Comment author: Thomas 14 August 2017 01:23:41PM 0 points [-]

Sure.

If the center of gravity moves, it moves with the velocity v. So it will be in the position r+v*t after some time t. Now it's at the position r. A different position of gravity (mass) center means different position. For the whatever finite t.

In the case when the gravity center doesn't move, you can divide the composition into two sub-compositions, where both gravity centers do move. If only one had moved, then the combined gravity center would move and we would have the solved case above.

But if both gravity centers move, they can either move apart and never collide - in which case they will both have different position vectors lately - or they will collide. In that case, they will reverse their directions after the elastic collision and we have a solved case then.

Well, that's an approximate proof.

Comment author: Oscar_Cunningham 14 August 2017 01:50:57PM 0 points [-]

But if both gravity centers move, they can either move apart and never collide - in which case they will both have different position vectors lately - or they will collide. In that case, they will reverse their directions after the elastic collision and we have a solved case then.

I'm not convinced by this bit. Usually we can calculate the results of an elastic collision by using both conservation of energy and conservation of momentum. But we can't know the energy of the sub-compositions based just on the velocity of their centres of mass. They will also have some internal energy. So we can't calculate the results of the collision.

Comment author: Thomas 14 August 2017 02:36:04PM 0 points [-]

Do we agree, that if there will be no collision, and both gravity centers move, that they will never return to the present position?

Comment author: Oscar_Cunningham 14 August 2017 02:44:27PM 0 points [-]

Yes.

Comment author: Thomas 14 August 2017 03:57:51PM 0 points [-]

Then, both gravity centers travel with a certain velocity each and will collide. How can they return back here? If they will reverse both velocities after the collision. Then, they can return. But with the opposite velocities, and therefore this will not be the same state.

Since they always move in lines, there will be no another collision. And therefore no return to the present state.

Comment author: Oscar_Cunningham 14 August 2017 07:17:10PM 0 points [-]

What do you mean by "the" collision? If each part has several balls then there will be multiple collisions.

Comment author: Thomas 16 August 2017 03:33:37PM *  0 points [-]

It's an old problem, cousin_it has posted:

Here's another problem that might be easier. Make an O(n log n) sorting algorithm that's simple, stable, and in place.

Radix. Except that it's not in place.

Comment author: cousin_it 17 August 2017 11:38:57AM *  0 points [-]

I know several reasonable algorithms for stable sorting in O(n log n) time and O(sqrt(n)) extra space, like Mrrl's SqrtSort. That's good enough for all practical purposes, because anyone who wants to sort a billion elements can afford an extra array of 30000 elements.

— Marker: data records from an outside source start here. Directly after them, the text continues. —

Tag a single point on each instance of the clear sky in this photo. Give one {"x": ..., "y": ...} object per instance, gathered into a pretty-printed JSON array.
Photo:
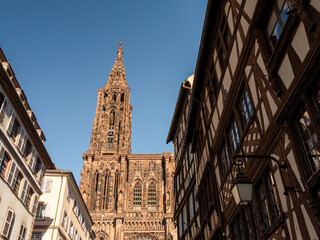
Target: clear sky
[{"x": 62, "y": 51}]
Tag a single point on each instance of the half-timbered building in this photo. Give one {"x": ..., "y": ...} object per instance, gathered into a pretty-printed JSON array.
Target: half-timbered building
[
  {"x": 256, "y": 91},
  {"x": 187, "y": 206}
]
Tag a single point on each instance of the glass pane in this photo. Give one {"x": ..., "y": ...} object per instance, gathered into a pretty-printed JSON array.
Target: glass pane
[
  {"x": 311, "y": 141},
  {"x": 284, "y": 12}
]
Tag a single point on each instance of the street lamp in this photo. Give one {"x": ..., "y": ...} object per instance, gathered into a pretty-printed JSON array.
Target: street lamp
[{"x": 242, "y": 187}]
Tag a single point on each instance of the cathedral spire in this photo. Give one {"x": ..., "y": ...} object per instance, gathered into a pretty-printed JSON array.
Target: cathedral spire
[
  {"x": 111, "y": 131},
  {"x": 118, "y": 75}
]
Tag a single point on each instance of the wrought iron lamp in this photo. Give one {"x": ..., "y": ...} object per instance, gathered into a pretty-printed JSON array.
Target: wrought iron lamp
[{"x": 242, "y": 187}]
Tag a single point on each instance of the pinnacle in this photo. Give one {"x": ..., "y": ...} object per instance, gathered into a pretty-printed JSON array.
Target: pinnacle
[{"x": 117, "y": 74}]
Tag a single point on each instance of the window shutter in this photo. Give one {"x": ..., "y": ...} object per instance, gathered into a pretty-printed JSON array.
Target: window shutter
[
  {"x": 10, "y": 123},
  {"x": 11, "y": 173},
  {"x": 35, "y": 202},
  {"x": 3, "y": 109},
  {"x": 33, "y": 158},
  {"x": 8, "y": 223},
  {"x": 21, "y": 141}
]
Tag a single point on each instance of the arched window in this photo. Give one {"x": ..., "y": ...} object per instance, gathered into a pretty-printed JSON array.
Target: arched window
[
  {"x": 116, "y": 184},
  {"x": 96, "y": 182},
  {"x": 137, "y": 195},
  {"x": 112, "y": 117},
  {"x": 152, "y": 195},
  {"x": 95, "y": 185},
  {"x": 3, "y": 105},
  {"x": 105, "y": 199},
  {"x": 4, "y": 161}
]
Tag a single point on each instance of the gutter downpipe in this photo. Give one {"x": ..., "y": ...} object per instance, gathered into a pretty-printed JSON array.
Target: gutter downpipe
[{"x": 55, "y": 217}]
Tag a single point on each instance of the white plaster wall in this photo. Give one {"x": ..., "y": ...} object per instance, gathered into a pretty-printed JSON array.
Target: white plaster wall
[{"x": 22, "y": 215}]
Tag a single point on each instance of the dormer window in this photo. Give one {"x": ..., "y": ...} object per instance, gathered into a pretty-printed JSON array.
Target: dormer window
[{"x": 277, "y": 21}]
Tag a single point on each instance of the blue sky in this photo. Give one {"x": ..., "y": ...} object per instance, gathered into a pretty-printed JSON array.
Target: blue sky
[{"x": 63, "y": 51}]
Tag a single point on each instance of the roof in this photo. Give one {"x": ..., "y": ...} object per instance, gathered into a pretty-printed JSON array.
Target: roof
[{"x": 186, "y": 86}]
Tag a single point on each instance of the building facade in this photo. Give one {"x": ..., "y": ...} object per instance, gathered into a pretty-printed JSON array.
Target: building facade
[
  {"x": 187, "y": 207},
  {"x": 62, "y": 213},
  {"x": 129, "y": 196},
  {"x": 255, "y": 92},
  {"x": 23, "y": 158}
]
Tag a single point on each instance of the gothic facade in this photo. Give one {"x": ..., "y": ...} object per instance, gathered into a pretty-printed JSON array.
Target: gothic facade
[{"x": 129, "y": 196}]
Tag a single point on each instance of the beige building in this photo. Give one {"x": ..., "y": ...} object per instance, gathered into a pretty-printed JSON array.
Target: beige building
[
  {"x": 23, "y": 158},
  {"x": 253, "y": 117},
  {"x": 129, "y": 196},
  {"x": 62, "y": 213}
]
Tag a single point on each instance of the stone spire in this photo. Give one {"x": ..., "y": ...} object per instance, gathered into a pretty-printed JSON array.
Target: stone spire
[
  {"x": 117, "y": 75},
  {"x": 111, "y": 131}
]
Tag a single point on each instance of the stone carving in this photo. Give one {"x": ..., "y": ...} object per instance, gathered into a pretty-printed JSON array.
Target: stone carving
[{"x": 110, "y": 171}]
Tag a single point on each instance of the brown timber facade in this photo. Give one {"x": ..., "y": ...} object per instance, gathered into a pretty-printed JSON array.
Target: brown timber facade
[{"x": 256, "y": 90}]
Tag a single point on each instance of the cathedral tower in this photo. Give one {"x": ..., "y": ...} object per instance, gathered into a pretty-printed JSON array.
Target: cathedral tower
[
  {"x": 111, "y": 132},
  {"x": 129, "y": 196}
]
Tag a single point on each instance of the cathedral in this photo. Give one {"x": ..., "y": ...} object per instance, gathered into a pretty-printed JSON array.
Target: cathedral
[{"x": 129, "y": 196}]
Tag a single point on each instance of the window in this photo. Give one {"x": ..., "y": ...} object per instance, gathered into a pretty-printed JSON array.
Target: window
[
  {"x": 184, "y": 218},
  {"x": 22, "y": 233},
  {"x": 13, "y": 126},
  {"x": 21, "y": 143},
  {"x": 265, "y": 200},
  {"x": 64, "y": 219},
  {"x": 245, "y": 108},
  {"x": 306, "y": 132},
  {"x": 112, "y": 117},
  {"x": 36, "y": 236},
  {"x": 16, "y": 186},
  {"x": 180, "y": 225},
  {"x": 8, "y": 223},
  {"x": 4, "y": 160},
  {"x": 191, "y": 207},
  {"x": 46, "y": 187},
  {"x": 152, "y": 195},
  {"x": 70, "y": 228},
  {"x": 277, "y": 21},
  {"x": 116, "y": 183},
  {"x": 27, "y": 150},
  {"x": 105, "y": 199},
  {"x": 34, "y": 204},
  {"x": 243, "y": 226},
  {"x": 137, "y": 195},
  {"x": 224, "y": 41},
  {"x": 76, "y": 208},
  {"x": 69, "y": 195},
  {"x": 33, "y": 161},
  {"x": 29, "y": 196},
  {"x": 12, "y": 176},
  {"x": 44, "y": 211},
  {"x": 224, "y": 159},
  {"x": 3, "y": 106},
  {"x": 310, "y": 139}
]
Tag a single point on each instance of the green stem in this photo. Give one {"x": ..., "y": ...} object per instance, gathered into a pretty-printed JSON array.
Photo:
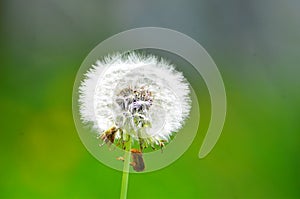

And all known algorithms using less extra space essentially emulate O(sqrt(n)) bits of storage by doing swaps inside the array, which is clearly a hack.

Radix sort has its own rabbit hole. If you're sorting strings that are likely to have common prefixes, comparison sorting isn't the best way, because it needs to look at the initial characters over and over. There are many faster algorithms for string sorting based on ideas from radix sort: American flag sort, three-way radix quicksort, etc. The Haskell package Data.Discrimination generalizes the idea from strings to arbitrary algebraic datatypes, allowing you to sort them in almost linear time (in terms of total size, not number of elements).